Below is my forest fraction layer (just for your reference).

Thank you for your assistance

[Hrekhani97]

Hi, I think I figured it out. We need to replace the null values with the global mean values of Kc, Kg, and Km.

Thank you for your assistance.

Best regards

[StefaniaGrimaldi]

Dear @Hrekhani97, your understanding is correct. OS LISFLOOD does not accept No Data within the modelling domain. As explained here https://ec-jrc.github.io/lisflood-code/4_Static-Maps_land-use-depending/, the recommended solution is to use mean values (computed by excluding all nil Kc, Kg and Km values, respectively) for pixels where the specific land cover class is not present. We will be pleased to provide further assistance, kind regards, on behalf of the developers team, Stefania

[Hrekhani97]

Dear @StefaniaGrimaldi,

Could you please provide some additional clarification on the following point?

When developing land use-dependent layers, we primarily consider three land use fractions: forest, irrigated crops, and other LULC types. Therefore, when calculating the Manning's coefficient for these three land use classes, we do not take built-up areas/sealed surfaces into account, correct? However, when it comes to flood modeling, the Manning's roughness of sealed surfaces plays a significant role specially during a flood event correct?

If I understand correctly, we are assuming that approximately 25% of the sealed surfaces are permeable. With this in mind, would it be appropriate to categorize this portion under a under other landuse class when defining the manning coefficient?

How do the model accurately incorporate surface roughness details for sealed surfaces in our calculations?

Thank you for your continuous support. I look forward to your guidance on this matter.

[StefaniaGrimaldi]

Dear @Hrekhani97,

OS LISFLOOD computes surface routing for sealed surfaces (included in the direct runoff fraction) in this module: https://github.com/ec-jrc/lisflood-code/blob/fe94c33b6bd9fe09fa7be43a6dd4fdc8a11f744c/src/lisflood/hydrological_modules/surface_routing.py

The Manning's roughness coefficient for sealed surfaces is set equal to 0.02 in this line (this value is applied to all pixels within the computational domain): https://github.com/ec-jrc/lisflood-code/blob/fe94c33b6bd9fe09fa7be43a6dd4fdc8a11f744c/src/lisflood/hydrological_modules/soil.py#L140

The use of a different value or of an input map requires small edits to the source code. In the first case, you will only need to edit the line above by replacing the current value. In the second case (i.e. if you wish to use a map), you will need to prepare a map, add the corresponding key in the .xml settings file, and edit the source code to enable the use of the new input file.

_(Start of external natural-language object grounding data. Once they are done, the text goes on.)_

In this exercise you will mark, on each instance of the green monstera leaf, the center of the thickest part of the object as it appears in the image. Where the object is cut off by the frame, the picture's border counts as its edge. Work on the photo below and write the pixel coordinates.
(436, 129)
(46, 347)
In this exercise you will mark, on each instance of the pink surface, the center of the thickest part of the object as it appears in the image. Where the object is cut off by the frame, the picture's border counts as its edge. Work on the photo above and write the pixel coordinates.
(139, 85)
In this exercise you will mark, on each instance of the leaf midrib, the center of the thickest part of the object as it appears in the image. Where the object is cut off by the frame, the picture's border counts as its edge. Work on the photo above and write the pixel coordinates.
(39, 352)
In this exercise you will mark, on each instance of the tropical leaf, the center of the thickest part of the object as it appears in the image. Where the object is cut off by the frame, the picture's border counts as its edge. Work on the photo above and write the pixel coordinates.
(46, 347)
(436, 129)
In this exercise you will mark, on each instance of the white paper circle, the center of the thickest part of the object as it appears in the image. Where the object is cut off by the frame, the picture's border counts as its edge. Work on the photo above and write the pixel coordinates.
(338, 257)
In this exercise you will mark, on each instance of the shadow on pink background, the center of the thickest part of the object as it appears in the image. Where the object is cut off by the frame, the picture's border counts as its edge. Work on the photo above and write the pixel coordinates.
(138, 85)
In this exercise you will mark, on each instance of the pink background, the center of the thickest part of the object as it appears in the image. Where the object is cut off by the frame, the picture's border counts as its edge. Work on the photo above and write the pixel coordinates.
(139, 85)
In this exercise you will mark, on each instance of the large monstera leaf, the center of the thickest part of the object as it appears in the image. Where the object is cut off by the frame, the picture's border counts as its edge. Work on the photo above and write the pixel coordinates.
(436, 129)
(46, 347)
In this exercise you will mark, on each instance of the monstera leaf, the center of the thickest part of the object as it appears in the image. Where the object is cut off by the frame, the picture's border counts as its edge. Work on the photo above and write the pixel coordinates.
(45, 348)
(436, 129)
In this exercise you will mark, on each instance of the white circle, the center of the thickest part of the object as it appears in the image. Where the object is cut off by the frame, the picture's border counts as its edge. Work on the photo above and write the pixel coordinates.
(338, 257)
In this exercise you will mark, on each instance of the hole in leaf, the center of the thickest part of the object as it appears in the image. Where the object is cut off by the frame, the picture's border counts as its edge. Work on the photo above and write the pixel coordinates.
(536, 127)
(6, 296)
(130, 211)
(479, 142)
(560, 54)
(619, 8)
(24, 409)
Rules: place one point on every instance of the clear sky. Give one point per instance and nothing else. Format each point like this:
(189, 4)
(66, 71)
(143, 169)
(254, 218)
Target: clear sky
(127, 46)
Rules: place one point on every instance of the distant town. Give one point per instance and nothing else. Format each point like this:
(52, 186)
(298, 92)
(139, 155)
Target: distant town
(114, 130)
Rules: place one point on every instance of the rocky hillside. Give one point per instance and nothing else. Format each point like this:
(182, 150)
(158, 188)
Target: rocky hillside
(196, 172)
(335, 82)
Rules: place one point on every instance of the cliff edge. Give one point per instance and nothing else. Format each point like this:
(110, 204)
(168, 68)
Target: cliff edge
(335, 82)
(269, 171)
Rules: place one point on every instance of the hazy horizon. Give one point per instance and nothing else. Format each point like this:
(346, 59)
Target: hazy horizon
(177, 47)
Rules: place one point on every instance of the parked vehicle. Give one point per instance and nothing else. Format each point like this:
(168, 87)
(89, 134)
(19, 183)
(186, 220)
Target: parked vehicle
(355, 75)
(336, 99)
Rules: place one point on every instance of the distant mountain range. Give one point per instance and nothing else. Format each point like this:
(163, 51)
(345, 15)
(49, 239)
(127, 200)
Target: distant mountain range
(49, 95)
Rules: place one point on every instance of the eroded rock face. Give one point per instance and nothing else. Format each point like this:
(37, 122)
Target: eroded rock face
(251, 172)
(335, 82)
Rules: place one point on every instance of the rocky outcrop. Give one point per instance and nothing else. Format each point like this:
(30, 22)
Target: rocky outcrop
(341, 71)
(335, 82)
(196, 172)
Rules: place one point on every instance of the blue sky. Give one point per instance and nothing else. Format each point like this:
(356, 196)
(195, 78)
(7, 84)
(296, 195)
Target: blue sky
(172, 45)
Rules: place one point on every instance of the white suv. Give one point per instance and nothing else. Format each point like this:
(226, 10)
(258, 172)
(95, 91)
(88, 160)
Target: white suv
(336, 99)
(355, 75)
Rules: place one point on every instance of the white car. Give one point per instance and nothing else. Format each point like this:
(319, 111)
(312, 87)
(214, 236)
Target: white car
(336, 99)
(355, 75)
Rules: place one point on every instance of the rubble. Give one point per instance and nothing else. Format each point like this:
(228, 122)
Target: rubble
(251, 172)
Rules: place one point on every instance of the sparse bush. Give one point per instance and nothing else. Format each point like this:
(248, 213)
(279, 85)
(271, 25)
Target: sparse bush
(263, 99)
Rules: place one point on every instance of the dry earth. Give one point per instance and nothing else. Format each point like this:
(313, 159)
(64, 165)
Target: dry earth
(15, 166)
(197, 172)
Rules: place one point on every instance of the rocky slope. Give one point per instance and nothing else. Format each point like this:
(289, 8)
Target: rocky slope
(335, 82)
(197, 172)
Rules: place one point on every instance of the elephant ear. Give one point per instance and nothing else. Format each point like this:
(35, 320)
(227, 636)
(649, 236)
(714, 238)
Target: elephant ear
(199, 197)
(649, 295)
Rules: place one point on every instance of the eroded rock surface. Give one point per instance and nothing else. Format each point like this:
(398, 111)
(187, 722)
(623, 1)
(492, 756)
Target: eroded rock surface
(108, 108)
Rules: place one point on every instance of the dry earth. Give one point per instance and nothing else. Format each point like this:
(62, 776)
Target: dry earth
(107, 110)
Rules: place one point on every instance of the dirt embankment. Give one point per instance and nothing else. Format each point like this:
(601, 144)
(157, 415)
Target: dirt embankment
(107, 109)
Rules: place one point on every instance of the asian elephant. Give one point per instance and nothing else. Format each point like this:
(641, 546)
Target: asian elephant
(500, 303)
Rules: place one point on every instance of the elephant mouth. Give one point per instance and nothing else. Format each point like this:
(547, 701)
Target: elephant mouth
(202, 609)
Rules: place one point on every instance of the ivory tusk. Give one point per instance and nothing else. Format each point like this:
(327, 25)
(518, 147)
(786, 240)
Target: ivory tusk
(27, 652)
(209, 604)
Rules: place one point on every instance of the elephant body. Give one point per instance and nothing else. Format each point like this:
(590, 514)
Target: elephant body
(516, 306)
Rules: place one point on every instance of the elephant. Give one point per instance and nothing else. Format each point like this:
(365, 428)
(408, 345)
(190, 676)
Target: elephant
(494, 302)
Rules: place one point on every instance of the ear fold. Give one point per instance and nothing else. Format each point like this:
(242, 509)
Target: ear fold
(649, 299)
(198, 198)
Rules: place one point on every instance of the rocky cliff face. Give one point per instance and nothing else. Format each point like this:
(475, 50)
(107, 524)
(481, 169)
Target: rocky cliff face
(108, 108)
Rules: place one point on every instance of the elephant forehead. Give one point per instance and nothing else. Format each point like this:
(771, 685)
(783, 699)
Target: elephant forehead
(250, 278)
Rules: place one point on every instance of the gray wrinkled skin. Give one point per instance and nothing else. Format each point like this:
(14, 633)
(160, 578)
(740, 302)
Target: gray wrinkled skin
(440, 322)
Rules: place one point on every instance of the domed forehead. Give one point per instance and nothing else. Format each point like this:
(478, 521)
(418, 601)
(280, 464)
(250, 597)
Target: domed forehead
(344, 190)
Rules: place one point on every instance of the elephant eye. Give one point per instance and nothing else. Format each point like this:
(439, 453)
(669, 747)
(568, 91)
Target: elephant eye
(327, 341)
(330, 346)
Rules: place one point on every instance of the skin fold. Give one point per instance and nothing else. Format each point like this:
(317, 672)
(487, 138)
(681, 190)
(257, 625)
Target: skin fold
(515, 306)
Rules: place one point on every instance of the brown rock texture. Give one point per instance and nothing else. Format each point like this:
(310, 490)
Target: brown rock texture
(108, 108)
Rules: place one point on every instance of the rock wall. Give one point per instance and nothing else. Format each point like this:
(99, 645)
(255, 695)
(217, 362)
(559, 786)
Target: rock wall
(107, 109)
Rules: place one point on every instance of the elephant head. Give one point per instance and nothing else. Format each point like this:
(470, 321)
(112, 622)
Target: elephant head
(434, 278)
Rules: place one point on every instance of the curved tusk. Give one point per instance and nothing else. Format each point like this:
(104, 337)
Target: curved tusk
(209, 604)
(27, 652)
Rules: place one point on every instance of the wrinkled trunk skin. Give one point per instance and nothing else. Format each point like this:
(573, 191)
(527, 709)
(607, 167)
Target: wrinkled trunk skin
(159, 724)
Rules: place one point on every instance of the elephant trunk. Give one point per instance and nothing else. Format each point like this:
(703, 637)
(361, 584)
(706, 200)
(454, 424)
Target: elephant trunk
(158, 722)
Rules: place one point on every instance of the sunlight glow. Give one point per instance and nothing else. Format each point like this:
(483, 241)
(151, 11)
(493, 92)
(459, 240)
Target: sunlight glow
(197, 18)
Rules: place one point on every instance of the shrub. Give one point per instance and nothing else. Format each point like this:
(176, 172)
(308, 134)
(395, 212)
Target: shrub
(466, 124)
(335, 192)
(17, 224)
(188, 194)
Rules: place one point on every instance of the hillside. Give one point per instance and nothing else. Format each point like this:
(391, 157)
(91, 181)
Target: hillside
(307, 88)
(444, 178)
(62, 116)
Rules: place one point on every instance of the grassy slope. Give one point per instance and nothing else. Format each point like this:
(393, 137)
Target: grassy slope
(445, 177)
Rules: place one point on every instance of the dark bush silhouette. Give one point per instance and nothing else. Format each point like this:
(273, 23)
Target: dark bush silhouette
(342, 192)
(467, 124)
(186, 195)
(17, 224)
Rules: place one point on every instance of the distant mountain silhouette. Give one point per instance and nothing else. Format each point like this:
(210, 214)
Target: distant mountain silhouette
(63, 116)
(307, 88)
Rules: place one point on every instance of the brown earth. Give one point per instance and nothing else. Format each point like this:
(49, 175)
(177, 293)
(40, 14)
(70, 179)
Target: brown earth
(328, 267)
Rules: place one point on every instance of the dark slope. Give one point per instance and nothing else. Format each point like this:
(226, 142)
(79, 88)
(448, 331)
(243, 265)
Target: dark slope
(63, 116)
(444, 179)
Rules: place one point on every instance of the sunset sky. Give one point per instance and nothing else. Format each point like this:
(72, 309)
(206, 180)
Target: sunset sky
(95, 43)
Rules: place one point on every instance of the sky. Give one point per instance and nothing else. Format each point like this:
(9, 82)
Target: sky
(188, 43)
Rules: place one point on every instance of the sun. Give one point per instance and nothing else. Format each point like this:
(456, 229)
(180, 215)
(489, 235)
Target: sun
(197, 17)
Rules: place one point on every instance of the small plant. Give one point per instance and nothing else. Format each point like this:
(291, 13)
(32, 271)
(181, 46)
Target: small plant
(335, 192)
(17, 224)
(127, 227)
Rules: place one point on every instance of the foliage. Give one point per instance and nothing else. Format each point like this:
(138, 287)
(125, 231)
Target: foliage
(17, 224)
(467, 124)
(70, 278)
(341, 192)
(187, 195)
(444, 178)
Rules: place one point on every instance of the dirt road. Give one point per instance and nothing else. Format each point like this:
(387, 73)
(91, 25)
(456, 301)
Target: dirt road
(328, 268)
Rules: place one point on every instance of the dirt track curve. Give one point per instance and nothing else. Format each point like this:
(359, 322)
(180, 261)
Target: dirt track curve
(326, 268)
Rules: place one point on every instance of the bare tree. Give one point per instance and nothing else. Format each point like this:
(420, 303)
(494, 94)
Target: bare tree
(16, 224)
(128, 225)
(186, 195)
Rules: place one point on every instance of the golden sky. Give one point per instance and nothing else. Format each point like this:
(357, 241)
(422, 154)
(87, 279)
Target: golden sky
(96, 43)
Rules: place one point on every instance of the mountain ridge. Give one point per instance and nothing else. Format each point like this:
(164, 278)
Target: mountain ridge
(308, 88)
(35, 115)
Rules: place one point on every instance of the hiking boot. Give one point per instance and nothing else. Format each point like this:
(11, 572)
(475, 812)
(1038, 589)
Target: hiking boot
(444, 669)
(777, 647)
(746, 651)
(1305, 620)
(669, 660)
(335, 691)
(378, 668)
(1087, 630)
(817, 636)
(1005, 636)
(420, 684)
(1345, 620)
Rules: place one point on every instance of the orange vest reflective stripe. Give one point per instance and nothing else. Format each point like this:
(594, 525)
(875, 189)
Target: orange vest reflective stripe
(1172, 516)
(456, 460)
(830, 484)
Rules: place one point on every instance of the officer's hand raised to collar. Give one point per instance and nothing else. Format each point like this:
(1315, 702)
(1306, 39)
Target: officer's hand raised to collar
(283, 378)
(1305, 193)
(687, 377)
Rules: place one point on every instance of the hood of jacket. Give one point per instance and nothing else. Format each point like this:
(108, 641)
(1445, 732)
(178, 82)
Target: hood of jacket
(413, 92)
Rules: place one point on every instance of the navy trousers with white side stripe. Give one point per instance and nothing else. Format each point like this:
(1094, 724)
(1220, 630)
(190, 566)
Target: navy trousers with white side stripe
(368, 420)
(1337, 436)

Regarding your question on the permeable fraction of urban areas, you correctly understood the assumption explained in https://ec-jrc.github.io/lisflood-code/4_Static-Maps_land-use/, and your proposed solution is appropriate.

I hope that this answer helps, kind regards, on behalf of the developers team, Stefania

[Hrekhani97]

Dear @StefaniaGrimaldi, Thank you for your clarification. I am currently preparing the soil hydraulic property layers using the provided pedotransfer functions. I referred to the reference article you mentioned in the methodology (Toth et al. (2015)), and it appears that these PTFs are specific to the European region. In this context, would it be appropriate to use the same PTFs to derive soil hydraulic properties for South Asian countries, such as Sri Lanka?

I have another question: The original bulk density values downloaded from ISRIC are in units of 'cg/cm³'. To apply the PTFs, we need to convert these values to 'g/cm³', correct? Additionally, are there any other soil data layers that require unit conversion before applying the PTFs?

Thank you for your continuous support. I look forward to your guidance on this matter.